El país ha celebrado, a lo largo y ancho de ciudades, estados, pueblos y costas el nacimiento de los Estados Unidos, el Día de la Independencia; por doquier se han llevado a cabo conciertos, desfiles y expresiones artísticas de todo género, muchas de ellas cerradas con los ruidosos fuegos de artificio, que le imprimen un toque de color y de fantasía al principal festejo patrio de la nación, a pesar del luto de ciudades como Filadelfia, que ya en la vigilia de las celebraciones fue escenario de un atípico tiroteo que impactó dentro de las mismas casas.
En este ambiente contrastante ni las marchas, ni las fiestas, ni los discursos y homenajes han podido sofocar una duda que anida en forma creciente en el corazón de muchos estadounidenses: ¿Se vale realmente conmemorar este Día de Independencia sin reflexionar? ¿Tenemos verdaderos motivos para estar felices, confiados, optimistas?
La realidad muestra cómo en la última década, se ha ido ampliando el número de los que cada año toman sus distancias del festejo del 4 de julio. Muchos sienten que el país ha ido perdiendo terreno en temas que interesan al ciudadano común; muchos se sienten completamente decepcionados del liderazgo político por sus niveles de polarización tan descarriados que prácticamente paralizan la búsqueda de soluciones conjuntas, mientras los ambientalistas, se quejan de la contaminación auditiva y de los químicos en el aire.
Encuestas realizadas por diversos agentes, como son el Pew Center, NBS, AP-NORC, CNN y Reuters/Ipsos, todas coinciden en que, en los últimos años, los ciudadanos que creen que el país va “en la dirección equivocada” ha ido creciendo, oscilado entre un 68 y un 80%; siendo incluso superior cuando se separa por franjas de población.
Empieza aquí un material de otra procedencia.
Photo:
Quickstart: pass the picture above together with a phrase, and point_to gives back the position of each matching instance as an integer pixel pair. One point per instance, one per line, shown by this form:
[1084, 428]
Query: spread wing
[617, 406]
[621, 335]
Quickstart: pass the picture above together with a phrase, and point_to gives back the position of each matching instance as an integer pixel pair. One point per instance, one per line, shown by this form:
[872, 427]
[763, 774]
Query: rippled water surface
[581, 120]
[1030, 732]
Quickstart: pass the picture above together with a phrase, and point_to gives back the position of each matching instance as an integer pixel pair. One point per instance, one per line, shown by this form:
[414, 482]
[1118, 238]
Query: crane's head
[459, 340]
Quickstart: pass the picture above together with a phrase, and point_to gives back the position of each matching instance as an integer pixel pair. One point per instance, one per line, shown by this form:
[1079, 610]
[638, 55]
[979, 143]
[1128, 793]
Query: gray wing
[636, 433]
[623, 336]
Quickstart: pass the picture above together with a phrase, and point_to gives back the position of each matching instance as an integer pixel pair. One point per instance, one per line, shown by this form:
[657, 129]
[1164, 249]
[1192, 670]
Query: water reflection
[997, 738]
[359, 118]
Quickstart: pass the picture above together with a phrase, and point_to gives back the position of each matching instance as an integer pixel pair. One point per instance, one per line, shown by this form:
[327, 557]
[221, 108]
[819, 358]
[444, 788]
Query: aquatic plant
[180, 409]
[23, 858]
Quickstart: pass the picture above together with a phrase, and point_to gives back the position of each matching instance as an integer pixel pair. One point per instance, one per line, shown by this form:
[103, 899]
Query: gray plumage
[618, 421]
Muchos ciudadanos se sienten afectados por hechos tan dramáticos e inocultables como las masacres fruto de las balaceras, que tan solo en este año han cobrado ya casi 400 víctimas, y parece que los políticos siguen siendo indiferentes al tema; otros encuentran insufrible la tragedia de los opioides, cuyas estadísticas muestran que tan solo en el 2022 el país perdió más de 100.000 vidas por sobredosis de drogas.
Y aunque algunos creen que la polarización de la sociedad solo se da entre políticos y en los parlamentos, también a nivel del ciudadano común ha aumentado la intolerancia hacia las ideas de los adversarios; y hoy es fácil encontrar que mucha gente del partido demócrata vea a los republicanos como los que están deteniendo y revertiendo progresos que ha hecho el país, culpándolos del retroceso en el derecho al aborto, las extremas políticas anti- inmigrantes, y de limitar las ayudas sociales para los pobres.
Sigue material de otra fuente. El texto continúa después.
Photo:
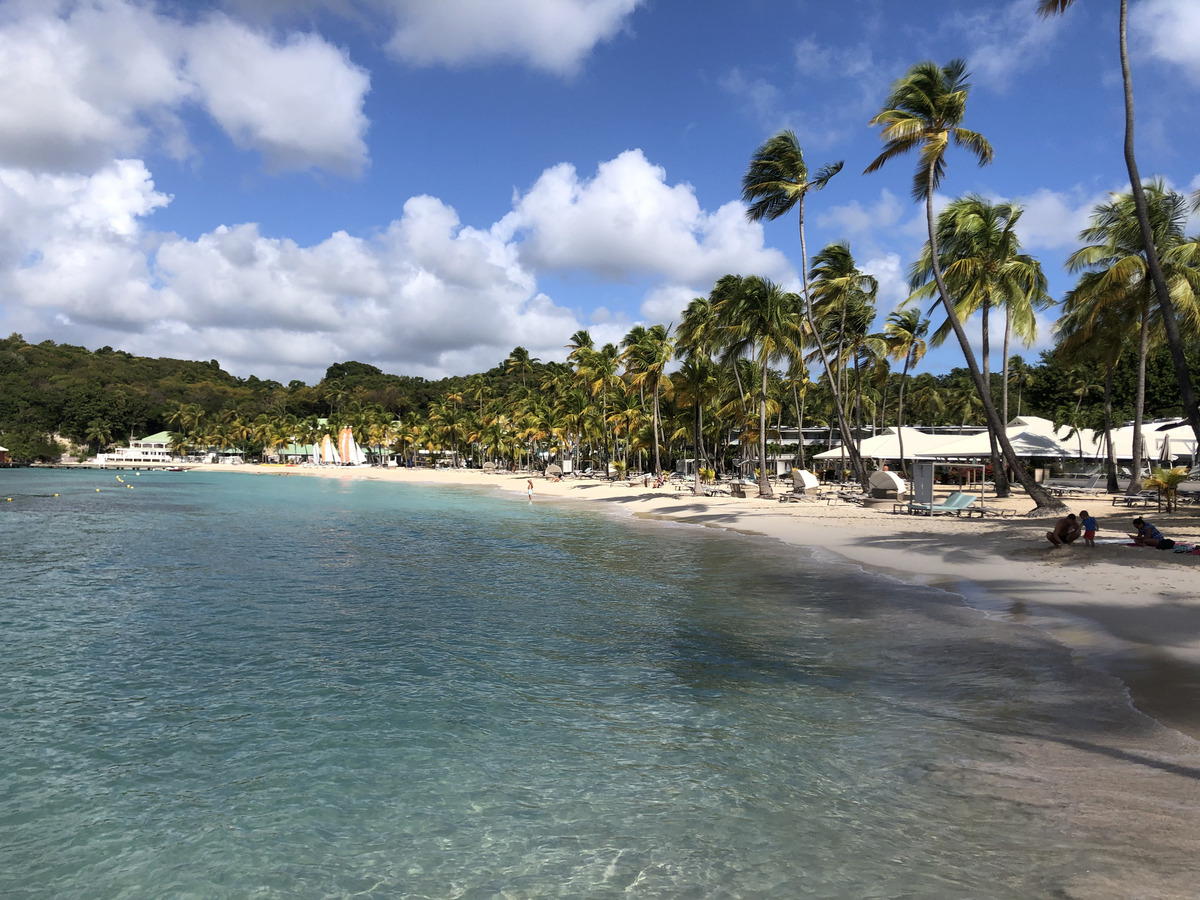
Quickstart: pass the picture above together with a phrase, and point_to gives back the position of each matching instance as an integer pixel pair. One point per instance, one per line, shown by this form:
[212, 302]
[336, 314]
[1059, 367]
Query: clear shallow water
[292, 687]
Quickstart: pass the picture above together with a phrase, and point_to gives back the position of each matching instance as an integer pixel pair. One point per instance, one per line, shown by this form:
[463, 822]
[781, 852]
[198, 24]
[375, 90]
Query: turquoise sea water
[232, 685]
Por su parte, los republicanos reclaman a los demócratas las más de 600.000 vidas que se pierden en el vientre de sus madres, y también de promover la omnipresente campaña del arcoíris, las “modas” de la identidad fluida, donde se vuelve cada vez más difícil definir lo masculino y lo femenino, y critican que las leyes trans están generando una tal confusión en los menores que producirá toda una generación de “pacientes permanentes”, como lo afirma la doctora Abigail Shrier.
Todos estos son temas delicados, a los que no se puede pretender darles respuestas rápidas y en blanco y negro. Muchos hacen estos reclamos desde lo que creen una posición honesta de conciencia. Pero en el agresivo lenguaje con que se enfrentan en los medios y en las redes sociales es evidente la ausencia de una virtud indispensable para el diálogo: la capacidad de ponerse en los zapatos del otro.
Se han ido diluyendo las posibilidades que vienen con el esfuerzo de intentar ver el mundo como el otro lo ve; de detectar algo de bueno en lo que cada uno asegura poner en su visión, de respetar las diferencias y validarlas.
Los ecos de la pirotecnia de los festejos que se extienden por la celebración del nacimiento de una nación de inmigrantes cuyos valores radican en la aceptación de la diversidad, se van disipando en la distancia. Para algunos “patriotas” sienten una amenaza que los va radicalizando cada vez más, para otros, sentir el orgullo de ser “americano” es cada vez más difícil de conservar.
Surge pues, la pregunta en este verano 2023 de sí el país más poderoso del mundo, estará a la altura del desafío de dialogar, de escucharse, de negociar, de rendir algunas posiciones para poder ganar otras. Es un dilema de conciencia que solo puede ser resuelto en el interior inviolable de cada persona que se conciba como miembro de una comunidad, a la vez miembro de la sociedad estadounidense, laboratorio de un mundo donde puedan caber muchos mundos.